Изменить стиль страницы

Долго колебался Пантелей, но Таифа так его уговаривала, так его умасливала, что тот, наконец, поделился своей тайной.

— Только смотри, мать Таифа, — сказал наперед Пантелей, — опричь матушки Манефы словечко никому не моги проронить, потому, коли молва разнесется,беда… Ты мне наперед перед образом побожись.

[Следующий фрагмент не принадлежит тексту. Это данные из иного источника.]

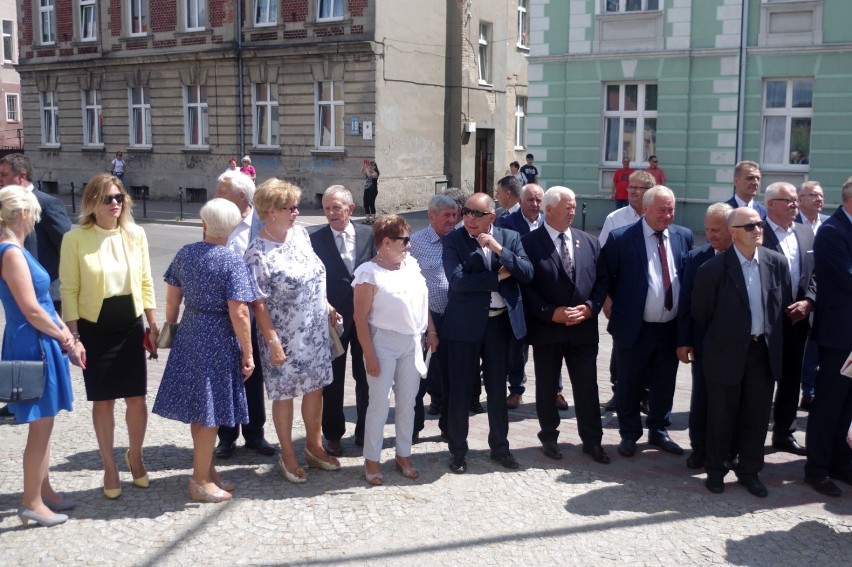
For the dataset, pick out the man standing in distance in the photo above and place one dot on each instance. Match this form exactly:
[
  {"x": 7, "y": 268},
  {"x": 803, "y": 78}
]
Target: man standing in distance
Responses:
[{"x": 343, "y": 246}]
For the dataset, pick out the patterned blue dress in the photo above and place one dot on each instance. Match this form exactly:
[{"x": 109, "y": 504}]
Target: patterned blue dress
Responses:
[
  {"x": 203, "y": 381},
  {"x": 20, "y": 343}
]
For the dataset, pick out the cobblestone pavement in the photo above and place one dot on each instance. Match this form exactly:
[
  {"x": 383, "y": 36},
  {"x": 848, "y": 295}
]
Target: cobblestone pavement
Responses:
[{"x": 649, "y": 509}]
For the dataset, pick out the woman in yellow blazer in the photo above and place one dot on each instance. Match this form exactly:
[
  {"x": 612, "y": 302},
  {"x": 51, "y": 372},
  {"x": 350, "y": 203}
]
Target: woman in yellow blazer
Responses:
[{"x": 106, "y": 285}]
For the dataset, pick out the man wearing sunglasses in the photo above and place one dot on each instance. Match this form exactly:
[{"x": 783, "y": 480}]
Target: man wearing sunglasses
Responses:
[
  {"x": 740, "y": 299},
  {"x": 796, "y": 242},
  {"x": 485, "y": 267}
]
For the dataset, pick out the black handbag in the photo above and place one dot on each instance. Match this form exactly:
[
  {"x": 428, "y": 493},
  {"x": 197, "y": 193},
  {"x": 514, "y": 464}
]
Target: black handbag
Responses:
[{"x": 23, "y": 380}]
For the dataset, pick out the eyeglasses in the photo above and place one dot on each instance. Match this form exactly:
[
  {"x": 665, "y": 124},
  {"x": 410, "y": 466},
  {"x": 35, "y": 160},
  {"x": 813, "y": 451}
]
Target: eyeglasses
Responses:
[
  {"x": 474, "y": 213},
  {"x": 750, "y": 226},
  {"x": 117, "y": 197}
]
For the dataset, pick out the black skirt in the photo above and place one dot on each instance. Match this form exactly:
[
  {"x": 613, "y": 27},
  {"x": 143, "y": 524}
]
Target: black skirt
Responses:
[{"x": 115, "y": 357}]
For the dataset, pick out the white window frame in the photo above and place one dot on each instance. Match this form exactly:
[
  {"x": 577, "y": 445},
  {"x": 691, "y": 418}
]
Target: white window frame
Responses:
[
  {"x": 139, "y": 115},
  {"x": 483, "y": 54},
  {"x": 328, "y": 7},
  {"x": 621, "y": 6},
  {"x": 93, "y": 133},
  {"x": 49, "y": 113},
  {"x": 523, "y": 25},
  {"x": 520, "y": 122},
  {"x": 138, "y": 15},
  {"x": 640, "y": 115},
  {"x": 335, "y": 108},
  {"x": 47, "y": 22},
  {"x": 265, "y": 13},
  {"x": 88, "y": 23},
  {"x": 265, "y": 117},
  {"x": 201, "y": 112},
  {"x": 195, "y": 14},
  {"x": 788, "y": 114},
  {"x": 13, "y": 107}
]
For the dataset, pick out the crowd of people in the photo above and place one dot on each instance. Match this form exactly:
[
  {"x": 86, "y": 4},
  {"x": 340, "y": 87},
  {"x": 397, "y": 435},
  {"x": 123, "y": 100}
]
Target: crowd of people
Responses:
[{"x": 445, "y": 311}]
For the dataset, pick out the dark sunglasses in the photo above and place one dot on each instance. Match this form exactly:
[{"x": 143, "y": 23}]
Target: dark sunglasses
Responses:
[
  {"x": 750, "y": 226},
  {"x": 474, "y": 213},
  {"x": 118, "y": 198}
]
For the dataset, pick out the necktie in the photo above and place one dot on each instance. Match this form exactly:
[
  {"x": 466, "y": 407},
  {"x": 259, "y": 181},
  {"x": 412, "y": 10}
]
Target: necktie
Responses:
[
  {"x": 565, "y": 254},
  {"x": 667, "y": 278},
  {"x": 344, "y": 253}
]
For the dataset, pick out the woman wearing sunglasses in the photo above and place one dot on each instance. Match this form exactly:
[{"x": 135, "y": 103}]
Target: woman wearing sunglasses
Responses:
[
  {"x": 391, "y": 314},
  {"x": 106, "y": 286}
]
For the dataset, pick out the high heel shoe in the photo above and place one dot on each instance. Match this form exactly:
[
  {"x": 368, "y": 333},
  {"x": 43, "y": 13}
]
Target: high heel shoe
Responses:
[
  {"x": 376, "y": 479},
  {"x": 293, "y": 477},
  {"x": 407, "y": 472},
  {"x": 330, "y": 465},
  {"x": 142, "y": 481},
  {"x": 26, "y": 515},
  {"x": 197, "y": 492}
]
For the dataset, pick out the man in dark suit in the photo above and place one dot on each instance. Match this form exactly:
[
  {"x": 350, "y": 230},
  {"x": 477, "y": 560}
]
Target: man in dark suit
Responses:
[
  {"x": 795, "y": 241},
  {"x": 343, "y": 246},
  {"x": 740, "y": 299},
  {"x": 828, "y": 454},
  {"x": 485, "y": 267},
  {"x": 641, "y": 265},
  {"x": 238, "y": 188},
  {"x": 45, "y": 241},
  {"x": 746, "y": 186},
  {"x": 690, "y": 336},
  {"x": 562, "y": 303}
]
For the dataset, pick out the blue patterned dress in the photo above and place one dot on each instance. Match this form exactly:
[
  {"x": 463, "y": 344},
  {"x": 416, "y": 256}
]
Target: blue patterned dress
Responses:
[
  {"x": 291, "y": 278},
  {"x": 203, "y": 381},
  {"x": 20, "y": 343}
]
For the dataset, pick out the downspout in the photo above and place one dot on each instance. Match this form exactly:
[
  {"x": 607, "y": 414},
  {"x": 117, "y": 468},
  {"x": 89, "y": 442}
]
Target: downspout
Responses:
[
  {"x": 742, "y": 80},
  {"x": 238, "y": 45}
]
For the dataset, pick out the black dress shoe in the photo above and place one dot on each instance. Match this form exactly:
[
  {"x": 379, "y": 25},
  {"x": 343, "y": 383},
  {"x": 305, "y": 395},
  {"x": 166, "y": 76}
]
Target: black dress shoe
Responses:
[
  {"x": 551, "y": 450},
  {"x": 715, "y": 484},
  {"x": 597, "y": 453},
  {"x": 507, "y": 461},
  {"x": 789, "y": 445},
  {"x": 695, "y": 460},
  {"x": 823, "y": 485},
  {"x": 627, "y": 448},
  {"x": 225, "y": 449},
  {"x": 458, "y": 465},
  {"x": 261, "y": 446},
  {"x": 665, "y": 443},
  {"x": 754, "y": 486}
]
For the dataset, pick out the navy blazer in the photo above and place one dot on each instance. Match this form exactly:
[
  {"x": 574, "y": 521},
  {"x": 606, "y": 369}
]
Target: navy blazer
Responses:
[
  {"x": 552, "y": 287},
  {"x": 338, "y": 280},
  {"x": 471, "y": 283},
  {"x": 624, "y": 269},
  {"x": 720, "y": 305},
  {"x": 689, "y": 334},
  {"x": 806, "y": 286},
  {"x": 45, "y": 241},
  {"x": 833, "y": 259}
]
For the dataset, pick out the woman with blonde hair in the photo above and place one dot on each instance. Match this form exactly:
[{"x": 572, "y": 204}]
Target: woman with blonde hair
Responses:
[
  {"x": 33, "y": 331},
  {"x": 106, "y": 286}
]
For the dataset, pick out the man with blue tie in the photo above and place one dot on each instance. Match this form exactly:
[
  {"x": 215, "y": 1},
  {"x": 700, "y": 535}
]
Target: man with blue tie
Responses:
[
  {"x": 746, "y": 186},
  {"x": 485, "y": 267},
  {"x": 641, "y": 265},
  {"x": 562, "y": 303}
]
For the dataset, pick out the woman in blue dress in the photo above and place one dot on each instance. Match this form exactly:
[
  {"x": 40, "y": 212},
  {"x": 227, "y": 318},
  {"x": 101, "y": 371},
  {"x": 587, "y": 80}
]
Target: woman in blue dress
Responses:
[
  {"x": 32, "y": 328},
  {"x": 211, "y": 354}
]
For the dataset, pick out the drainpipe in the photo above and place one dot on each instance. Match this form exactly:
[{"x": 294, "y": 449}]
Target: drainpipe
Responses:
[{"x": 742, "y": 80}]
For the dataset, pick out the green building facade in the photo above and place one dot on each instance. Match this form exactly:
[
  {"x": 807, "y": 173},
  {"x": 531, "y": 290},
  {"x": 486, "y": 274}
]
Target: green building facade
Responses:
[{"x": 633, "y": 78}]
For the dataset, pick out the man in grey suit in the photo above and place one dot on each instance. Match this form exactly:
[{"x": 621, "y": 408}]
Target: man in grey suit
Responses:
[
  {"x": 343, "y": 246},
  {"x": 740, "y": 299}
]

— Божиться не стану, — ответила Таифа. — И мирским великий грех божиться, а иночеству паче того. А если изволишь, вот тебе по евангельской заповеди, — продолжала она, поднимая руку к иконам. — «Буди тебе: ей-ей». И, положив семипоклонный начал, взяла из киота медный крест и поцеловала. Потом, сев на лавку, обратилась к Пантелею:

— Говори же теперь, Пантелеюшка, заклята душа моя, запечатана…

— Дюкова купца знаешь? — спросил Пантелей. — Самсона Михайлыча? — Наслышана, а знать не довелось, — ответила Таифа. — Слыхала, что годов десять али больше тому судился он по государеву делу, в остроге сидел? — Может, и слыхала, верно сказать не могу.

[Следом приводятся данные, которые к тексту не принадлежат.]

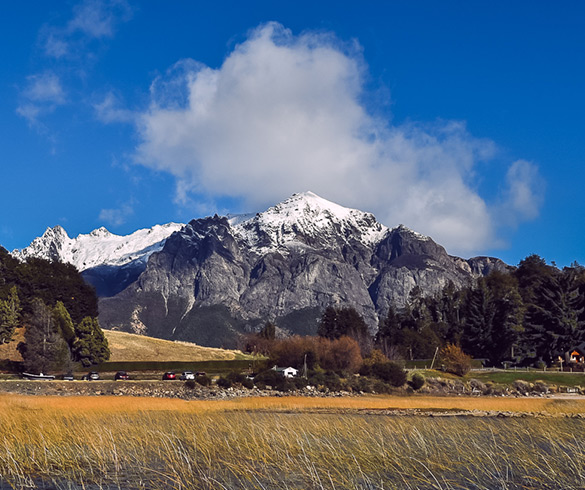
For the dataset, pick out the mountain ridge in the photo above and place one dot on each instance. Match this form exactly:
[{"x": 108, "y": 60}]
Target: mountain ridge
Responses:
[{"x": 217, "y": 277}]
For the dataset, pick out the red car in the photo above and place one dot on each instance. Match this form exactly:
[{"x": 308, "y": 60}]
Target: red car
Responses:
[{"x": 122, "y": 375}]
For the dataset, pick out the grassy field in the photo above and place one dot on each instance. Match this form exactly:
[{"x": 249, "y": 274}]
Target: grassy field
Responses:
[
  {"x": 138, "y": 348},
  {"x": 550, "y": 377},
  {"x": 284, "y": 443}
]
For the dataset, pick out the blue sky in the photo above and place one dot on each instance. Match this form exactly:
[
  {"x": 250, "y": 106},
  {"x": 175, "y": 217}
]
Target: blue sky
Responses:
[{"x": 462, "y": 120}]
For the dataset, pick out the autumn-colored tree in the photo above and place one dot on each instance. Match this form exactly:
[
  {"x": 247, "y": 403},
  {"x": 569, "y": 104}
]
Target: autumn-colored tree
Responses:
[
  {"x": 342, "y": 354},
  {"x": 292, "y": 350},
  {"x": 455, "y": 360}
]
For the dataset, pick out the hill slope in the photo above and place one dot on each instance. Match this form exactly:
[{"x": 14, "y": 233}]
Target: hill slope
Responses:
[{"x": 138, "y": 348}]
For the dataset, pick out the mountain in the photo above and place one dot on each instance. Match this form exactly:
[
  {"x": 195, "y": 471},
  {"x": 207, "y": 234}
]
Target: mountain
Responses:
[
  {"x": 108, "y": 262},
  {"x": 219, "y": 276}
]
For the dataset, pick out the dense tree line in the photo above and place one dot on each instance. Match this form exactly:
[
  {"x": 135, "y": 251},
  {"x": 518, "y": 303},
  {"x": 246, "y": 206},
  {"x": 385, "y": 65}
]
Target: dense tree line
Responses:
[
  {"x": 58, "y": 309},
  {"x": 532, "y": 314}
]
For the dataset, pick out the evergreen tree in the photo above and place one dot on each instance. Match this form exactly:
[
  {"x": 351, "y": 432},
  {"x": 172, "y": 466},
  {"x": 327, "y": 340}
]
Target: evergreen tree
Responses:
[
  {"x": 268, "y": 332},
  {"x": 9, "y": 315},
  {"x": 388, "y": 332},
  {"x": 329, "y": 325},
  {"x": 90, "y": 345},
  {"x": 554, "y": 319},
  {"x": 44, "y": 348},
  {"x": 479, "y": 320},
  {"x": 64, "y": 323}
]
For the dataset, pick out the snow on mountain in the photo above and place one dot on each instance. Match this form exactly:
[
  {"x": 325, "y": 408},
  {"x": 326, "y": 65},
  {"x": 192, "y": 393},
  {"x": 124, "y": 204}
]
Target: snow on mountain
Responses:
[
  {"x": 308, "y": 217},
  {"x": 302, "y": 220},
  {"x": 100, "y": 247}
]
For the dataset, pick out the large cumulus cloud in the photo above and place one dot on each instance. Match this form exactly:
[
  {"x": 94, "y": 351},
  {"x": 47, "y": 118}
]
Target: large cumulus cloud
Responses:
[{"x": 285, "y": 113}]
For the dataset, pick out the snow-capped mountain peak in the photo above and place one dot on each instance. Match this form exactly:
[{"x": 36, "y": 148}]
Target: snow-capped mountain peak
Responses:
[
  {"x": 305, "y": 217},
  {"x": 99, "y": 247}
]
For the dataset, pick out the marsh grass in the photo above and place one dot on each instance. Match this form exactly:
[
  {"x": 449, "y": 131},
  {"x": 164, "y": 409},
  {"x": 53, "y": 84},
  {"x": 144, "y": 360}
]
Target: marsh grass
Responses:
[{"x": 281, "y": 443}]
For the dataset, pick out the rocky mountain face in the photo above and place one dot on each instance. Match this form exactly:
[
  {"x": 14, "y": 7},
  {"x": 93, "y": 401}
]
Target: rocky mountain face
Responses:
[
  {"x": 108, "y": 262},
  {"x": 216, "y": 277}
]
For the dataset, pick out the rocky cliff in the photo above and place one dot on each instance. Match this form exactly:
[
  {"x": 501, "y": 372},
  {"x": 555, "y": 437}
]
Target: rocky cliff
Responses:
[{"x": 217, "y": 277}]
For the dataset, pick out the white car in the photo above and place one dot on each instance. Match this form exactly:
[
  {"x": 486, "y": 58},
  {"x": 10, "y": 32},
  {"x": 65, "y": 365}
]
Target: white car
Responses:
[{"x": 187, "y": 375}]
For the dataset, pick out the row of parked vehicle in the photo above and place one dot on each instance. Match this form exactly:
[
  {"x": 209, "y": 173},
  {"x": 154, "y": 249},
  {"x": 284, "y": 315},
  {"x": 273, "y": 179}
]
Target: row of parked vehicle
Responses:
[{"x": 123, "y": 375}]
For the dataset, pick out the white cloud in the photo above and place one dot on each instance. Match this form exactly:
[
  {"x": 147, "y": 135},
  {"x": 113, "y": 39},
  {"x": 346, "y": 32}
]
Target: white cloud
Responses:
[
  {"x": 41, "y": 95},
  {"x": 116, "y": 216},
  {"x": 109, "y": 110},
  {"x": 284, "y": 113},
  {"x": 524, "y": 192},
  {"x": 45, "y": 87},
  {"x": 91, "y": 19}
]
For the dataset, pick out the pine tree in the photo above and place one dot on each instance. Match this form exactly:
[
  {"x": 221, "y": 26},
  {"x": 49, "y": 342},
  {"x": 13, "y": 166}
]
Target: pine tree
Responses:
[
  {"x": 554, "y": 318},
  {"x": 268, "y": 331},
  {"x": 44, "y": 348},
  {"x": 387, "y": 336},
  {"x": 64, "y": 323},
  {"x": 9, "y": 315},
  {"x": 90, "y": 345},
  {"x": 329, "y": 325}
]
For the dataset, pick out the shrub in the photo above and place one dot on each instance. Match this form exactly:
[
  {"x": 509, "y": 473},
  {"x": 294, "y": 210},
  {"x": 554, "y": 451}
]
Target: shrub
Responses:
[
  {"x": 389, "y": 372},
  {"x": 417, "y": 381},
  {"x": 329, "y": 380},
  {"x": 224, "y": 382},
  {"x": 268, "y": 377},
  {"x": 477, "y": 385},
  {"x": 190, "y": 383},
  {"x": 380, "y": 387},
  {"x": 455, "y": 360},
  {"x": 203, "y": 380}
]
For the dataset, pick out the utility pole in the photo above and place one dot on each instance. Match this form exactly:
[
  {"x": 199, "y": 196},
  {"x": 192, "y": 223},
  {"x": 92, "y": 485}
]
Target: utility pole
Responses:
[{"x": 434, "y": 357}]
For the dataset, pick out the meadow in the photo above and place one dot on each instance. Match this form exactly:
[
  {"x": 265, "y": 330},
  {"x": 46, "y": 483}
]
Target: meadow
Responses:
[{"x": 288, "y": 443}]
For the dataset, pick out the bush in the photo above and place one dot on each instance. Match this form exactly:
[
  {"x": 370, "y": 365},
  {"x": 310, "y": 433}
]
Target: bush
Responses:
[
  {"x": 224, "y": 382},
  {"x": 417, "y": 381},
  {"x": 380, "y": 387},
  {"x": 455, "y": 360},
  {"x": 390, "y": 373},
  {"x": 329, "y": 380},
  {"x": 268, "y": 378},
  {"x": 203, "y": 380}
]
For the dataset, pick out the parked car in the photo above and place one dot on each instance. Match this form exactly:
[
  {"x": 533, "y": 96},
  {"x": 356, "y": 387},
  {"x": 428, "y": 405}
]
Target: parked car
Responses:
[{"x": 121, "y": 375}]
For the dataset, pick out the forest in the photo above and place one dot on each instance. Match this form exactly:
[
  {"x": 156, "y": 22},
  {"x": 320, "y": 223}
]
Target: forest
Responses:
[
  {"x": 531, "y": 315},
  {"x": 59, "y": 310}
]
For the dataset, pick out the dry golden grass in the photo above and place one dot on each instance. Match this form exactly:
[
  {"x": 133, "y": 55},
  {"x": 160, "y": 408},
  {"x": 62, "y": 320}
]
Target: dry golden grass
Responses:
[
  {"x": 8, "y": 351},
  {"x": 130, "y": 347},
  {"x": 298, "y": 404},
  {"x": 170, "y": 444}
]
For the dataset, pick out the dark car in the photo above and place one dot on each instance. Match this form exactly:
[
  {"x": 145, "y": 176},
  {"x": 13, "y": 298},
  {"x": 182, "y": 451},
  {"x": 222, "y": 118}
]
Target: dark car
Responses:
[{"x": 187, "y": 375}]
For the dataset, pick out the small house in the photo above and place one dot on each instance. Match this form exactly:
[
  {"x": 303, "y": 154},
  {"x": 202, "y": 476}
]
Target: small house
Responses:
[
  {"x": 288, "y": 372},
  {"x": 576, "y": 355}
]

— Судился он за мягкую денежку, — продолжал Пантелей. — Хоша Дюкова в том деле по суду выгородили, а люди толкуют, что он в самом деле тем займовался. Хоть сам, может, монеты и не ковал, а с монетчиками дружбу водил и работу ихнюю переводил… Про это все тебе скажут — кого ни спроси… Недаром каждый год раз по десяти в Москву ездит, хоть торговых дел у него там сроду не бывало, недаром и на Ветлугу частенько наезжает, хоть ни лесом, ни мочалой не промышляет, да и скрытный такой — все молчит, слова от него не добьешься.

— Так что же? — спросила Таифа.

— А то, что этот самый Дюков того проходимца к нам и завез, — отвечал Пантелей. — Дело было накануне именин Аксиньи Захаровны. Приехали нежданные, незванные — ровно с неба свалились. И все-то шепчутся, ото всех хоронятся. Добрые люди так разве делают?.. Коли нет на уме дурна, зачем людей таиться?

— Известно дело, — отозвалась Таифа. — Что ж они Патапа-то Максимыча на это на самое дело и смущают?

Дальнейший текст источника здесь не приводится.